Non-stick surfaces, such as Teflon or polyethylene, can be added to production equipment to aid in removal of residues. Powder coating paint booths typically have very smooth plastic interior surfaces to prevent the powder from adhering. When cleanup is required, it can usually be achieved with vacuuming. Scraper and automated knives in the plastics industry are often coated with Teflon to prevent adhesion of the resins to the knives. Paint booths are often coated with paper or strippable chemical coatings to eliminate the need of using harsh stripping chemicals during paint cleanup. A very simple example of a strippable coating is applying a light coating of hydraulic oil to paint roll coating processing equipment exteriors to prevent paint splatters from sticking. When dry, the paint falls to the floor and can be swept into a dust bin.
No-clean methods also apply to process chemicals such as water. Typically, water is used one time for rinsing or cooling prior to disposal. Often, single use of water is a serious waste of money and natural resources. Rinse water is often clean enough to reuse many times for rinsing or for cleaning bath makeup water. Water usage can be reduced by up to 80% in rinse tanks by using counter flow techniques. In counter flow rinsing or washing, water flows from one rinse tank to the next opposite of the direction that the components being washed are moving. In this way, the dirtiest part comes in contact with the dirtiest water first. After getting the most out of water for washing or rinsing, contaminants can be filtered from the water and the water reused. Some plating and anodizing processors have reduced or eliminated wastewater discharges by combining water conservation methods such as counter flow rinsing and filtration. Common Sense Methods
No-clean methods can be summed up as common sense methods. If a component is not dirty and it is prevented from becoming contaminated, then it does not need to be cleaned. Processes and components should be designed to eliminate or reduce the need in order to clean to reduce cost and pollution.

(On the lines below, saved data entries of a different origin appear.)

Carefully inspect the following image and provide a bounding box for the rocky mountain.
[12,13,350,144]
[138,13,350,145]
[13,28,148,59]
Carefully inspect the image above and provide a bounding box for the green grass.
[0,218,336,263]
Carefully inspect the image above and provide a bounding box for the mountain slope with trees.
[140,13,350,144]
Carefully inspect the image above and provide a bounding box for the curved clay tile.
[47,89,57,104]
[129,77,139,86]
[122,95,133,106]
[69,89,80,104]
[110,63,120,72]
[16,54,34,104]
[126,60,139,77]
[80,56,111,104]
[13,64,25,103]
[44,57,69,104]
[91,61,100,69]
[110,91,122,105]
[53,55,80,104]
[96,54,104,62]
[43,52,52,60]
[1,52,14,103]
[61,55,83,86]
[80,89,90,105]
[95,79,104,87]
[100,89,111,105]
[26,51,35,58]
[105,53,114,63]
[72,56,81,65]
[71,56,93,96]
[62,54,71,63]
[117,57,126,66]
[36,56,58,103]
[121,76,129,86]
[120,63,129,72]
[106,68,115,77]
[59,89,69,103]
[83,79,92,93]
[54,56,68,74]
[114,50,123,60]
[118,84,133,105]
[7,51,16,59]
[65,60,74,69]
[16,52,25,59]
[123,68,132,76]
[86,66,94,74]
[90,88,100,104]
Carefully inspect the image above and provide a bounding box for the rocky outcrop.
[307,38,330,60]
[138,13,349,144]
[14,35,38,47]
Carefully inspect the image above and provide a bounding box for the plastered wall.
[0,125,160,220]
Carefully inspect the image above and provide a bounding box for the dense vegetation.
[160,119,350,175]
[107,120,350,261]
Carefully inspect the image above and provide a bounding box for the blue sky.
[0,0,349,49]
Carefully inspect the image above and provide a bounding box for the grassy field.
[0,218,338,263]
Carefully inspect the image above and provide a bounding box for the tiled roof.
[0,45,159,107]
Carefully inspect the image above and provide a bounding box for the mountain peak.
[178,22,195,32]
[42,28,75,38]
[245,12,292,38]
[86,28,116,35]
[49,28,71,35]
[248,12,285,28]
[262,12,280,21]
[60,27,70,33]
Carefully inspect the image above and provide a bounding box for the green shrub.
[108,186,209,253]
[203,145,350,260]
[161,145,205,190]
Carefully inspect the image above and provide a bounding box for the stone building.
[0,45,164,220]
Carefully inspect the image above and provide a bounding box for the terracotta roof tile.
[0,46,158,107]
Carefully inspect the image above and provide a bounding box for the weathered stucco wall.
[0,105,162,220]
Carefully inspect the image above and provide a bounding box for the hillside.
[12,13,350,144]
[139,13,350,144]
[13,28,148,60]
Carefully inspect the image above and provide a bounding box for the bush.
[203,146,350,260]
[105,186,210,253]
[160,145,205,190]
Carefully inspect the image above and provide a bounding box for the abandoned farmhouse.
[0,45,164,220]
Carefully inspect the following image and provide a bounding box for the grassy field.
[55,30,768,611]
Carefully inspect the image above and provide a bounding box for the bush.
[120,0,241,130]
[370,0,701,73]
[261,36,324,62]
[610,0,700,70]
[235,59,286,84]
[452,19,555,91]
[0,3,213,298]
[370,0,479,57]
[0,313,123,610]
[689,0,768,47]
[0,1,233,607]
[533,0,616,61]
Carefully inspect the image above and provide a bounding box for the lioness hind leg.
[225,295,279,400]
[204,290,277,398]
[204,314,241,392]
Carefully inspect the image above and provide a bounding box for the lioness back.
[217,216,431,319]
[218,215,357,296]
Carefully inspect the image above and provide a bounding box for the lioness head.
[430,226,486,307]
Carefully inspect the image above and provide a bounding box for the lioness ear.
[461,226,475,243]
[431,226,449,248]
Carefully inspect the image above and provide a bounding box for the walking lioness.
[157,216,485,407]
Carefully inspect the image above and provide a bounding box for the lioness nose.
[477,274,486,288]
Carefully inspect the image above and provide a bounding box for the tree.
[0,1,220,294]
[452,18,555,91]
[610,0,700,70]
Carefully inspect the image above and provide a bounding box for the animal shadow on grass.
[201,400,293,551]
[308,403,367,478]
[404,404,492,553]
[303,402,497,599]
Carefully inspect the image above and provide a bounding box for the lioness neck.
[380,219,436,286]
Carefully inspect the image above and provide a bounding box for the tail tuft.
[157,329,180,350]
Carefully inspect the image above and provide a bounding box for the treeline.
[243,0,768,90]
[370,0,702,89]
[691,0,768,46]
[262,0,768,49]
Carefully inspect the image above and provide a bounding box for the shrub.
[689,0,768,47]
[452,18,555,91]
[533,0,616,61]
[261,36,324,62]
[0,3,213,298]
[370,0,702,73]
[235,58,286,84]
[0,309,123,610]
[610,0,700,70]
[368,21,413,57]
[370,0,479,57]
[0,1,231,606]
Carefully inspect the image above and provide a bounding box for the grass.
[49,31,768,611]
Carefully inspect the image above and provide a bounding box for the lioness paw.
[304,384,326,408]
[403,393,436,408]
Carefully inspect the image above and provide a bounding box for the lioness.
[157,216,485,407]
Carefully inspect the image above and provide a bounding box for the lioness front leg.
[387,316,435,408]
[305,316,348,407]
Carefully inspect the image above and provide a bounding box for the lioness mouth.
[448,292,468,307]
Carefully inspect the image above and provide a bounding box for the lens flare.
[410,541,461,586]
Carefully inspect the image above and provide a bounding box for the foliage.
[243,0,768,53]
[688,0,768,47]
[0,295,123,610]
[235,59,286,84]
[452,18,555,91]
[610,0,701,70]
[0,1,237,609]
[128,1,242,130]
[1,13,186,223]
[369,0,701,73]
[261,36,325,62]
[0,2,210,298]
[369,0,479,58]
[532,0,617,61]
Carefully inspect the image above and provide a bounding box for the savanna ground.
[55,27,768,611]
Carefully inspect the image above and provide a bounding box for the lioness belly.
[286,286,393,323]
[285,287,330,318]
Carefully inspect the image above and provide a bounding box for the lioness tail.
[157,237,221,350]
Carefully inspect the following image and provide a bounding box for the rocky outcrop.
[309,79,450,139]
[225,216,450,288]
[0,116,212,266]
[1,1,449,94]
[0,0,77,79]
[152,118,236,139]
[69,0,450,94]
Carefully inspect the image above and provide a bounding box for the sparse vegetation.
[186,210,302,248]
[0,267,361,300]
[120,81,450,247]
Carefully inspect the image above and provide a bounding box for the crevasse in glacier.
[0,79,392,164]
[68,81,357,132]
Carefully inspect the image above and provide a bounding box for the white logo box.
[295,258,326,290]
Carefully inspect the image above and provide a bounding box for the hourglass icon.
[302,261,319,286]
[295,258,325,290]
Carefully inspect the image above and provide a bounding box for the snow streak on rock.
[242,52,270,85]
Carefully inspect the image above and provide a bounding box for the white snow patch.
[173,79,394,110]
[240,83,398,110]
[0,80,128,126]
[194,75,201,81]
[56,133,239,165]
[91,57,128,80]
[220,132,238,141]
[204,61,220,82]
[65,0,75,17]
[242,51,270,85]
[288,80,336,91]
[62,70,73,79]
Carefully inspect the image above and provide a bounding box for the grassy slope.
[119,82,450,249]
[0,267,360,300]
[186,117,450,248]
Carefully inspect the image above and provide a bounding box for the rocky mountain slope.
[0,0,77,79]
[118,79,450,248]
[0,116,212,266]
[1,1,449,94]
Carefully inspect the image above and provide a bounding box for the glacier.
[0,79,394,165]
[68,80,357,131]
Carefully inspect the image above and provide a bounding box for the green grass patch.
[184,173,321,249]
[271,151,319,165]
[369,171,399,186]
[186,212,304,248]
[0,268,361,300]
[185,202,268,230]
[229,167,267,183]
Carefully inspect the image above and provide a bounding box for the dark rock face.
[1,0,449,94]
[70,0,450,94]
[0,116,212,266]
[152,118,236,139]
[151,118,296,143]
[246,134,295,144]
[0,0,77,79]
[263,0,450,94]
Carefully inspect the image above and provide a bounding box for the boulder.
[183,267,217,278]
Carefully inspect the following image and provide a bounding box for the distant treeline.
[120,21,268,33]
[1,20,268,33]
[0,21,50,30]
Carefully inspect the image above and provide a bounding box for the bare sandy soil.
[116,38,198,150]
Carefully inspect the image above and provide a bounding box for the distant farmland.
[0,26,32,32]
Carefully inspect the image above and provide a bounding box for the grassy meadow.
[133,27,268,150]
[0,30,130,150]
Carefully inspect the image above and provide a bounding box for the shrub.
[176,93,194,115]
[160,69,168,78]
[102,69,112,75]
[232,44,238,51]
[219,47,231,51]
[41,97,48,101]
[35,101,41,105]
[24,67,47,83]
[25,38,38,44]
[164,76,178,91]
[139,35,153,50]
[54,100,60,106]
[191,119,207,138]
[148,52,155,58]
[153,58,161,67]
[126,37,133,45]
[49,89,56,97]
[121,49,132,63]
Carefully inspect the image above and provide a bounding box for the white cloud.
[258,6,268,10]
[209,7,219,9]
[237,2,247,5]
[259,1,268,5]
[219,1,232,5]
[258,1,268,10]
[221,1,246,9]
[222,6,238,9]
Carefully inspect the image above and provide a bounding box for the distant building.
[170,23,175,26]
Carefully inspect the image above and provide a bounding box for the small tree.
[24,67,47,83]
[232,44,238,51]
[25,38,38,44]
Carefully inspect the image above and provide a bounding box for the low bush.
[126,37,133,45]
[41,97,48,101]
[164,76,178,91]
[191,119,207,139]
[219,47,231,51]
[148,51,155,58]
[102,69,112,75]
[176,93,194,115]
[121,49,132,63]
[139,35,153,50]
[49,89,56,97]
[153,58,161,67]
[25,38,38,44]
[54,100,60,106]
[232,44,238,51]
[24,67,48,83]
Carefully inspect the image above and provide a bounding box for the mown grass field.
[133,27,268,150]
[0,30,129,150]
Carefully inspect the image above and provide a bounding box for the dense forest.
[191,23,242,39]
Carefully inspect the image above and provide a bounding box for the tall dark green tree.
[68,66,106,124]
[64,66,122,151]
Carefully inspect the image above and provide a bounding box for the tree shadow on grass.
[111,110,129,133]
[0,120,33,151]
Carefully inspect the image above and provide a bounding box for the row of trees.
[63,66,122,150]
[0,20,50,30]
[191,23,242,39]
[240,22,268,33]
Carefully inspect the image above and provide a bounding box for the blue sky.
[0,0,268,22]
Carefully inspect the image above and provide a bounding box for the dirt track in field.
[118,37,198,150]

Before cleaning, evaluate the item to be cleaned to determine the nature of the contamination. Determine what will happen if contaminants are not removed. Eliminate cleaning if the contaminants are compatible with the process. If contaminants are detrimental to the next process or will damage the component, determine the source of the contamination and correct instead of cleaning. If detrimental contaminants are residues or chemicals from a previous process, determine if there are substitute chemicals available that will not harm the process. Adjust production schedules so that residues left on production machinery and products are compatible with next process. If detrimental contaminants are residues from a previous process, determine if that process can be eliminated. If contaminants are detrimental to the next process, determine if the next process can be altered or eliminated so that contaminants are compatible. Determine just how clean components need to be in order to function. Publish cleanliness specifications for each component or process; do not specify a particular cleaning process. Evaluate current product design to determine if alternate designs and materials can meet functional requirements with reduced waste without cleaning. Remember that no-clean methods also apply to process chemicals such as water. Use and reuse water efficiently. Avoid spills and cleanup by installing guards, drip trays, and proper material handling devices on production equipment. Reduce the need to clean by using non-stick surfaces and strippable coatings on production equipment.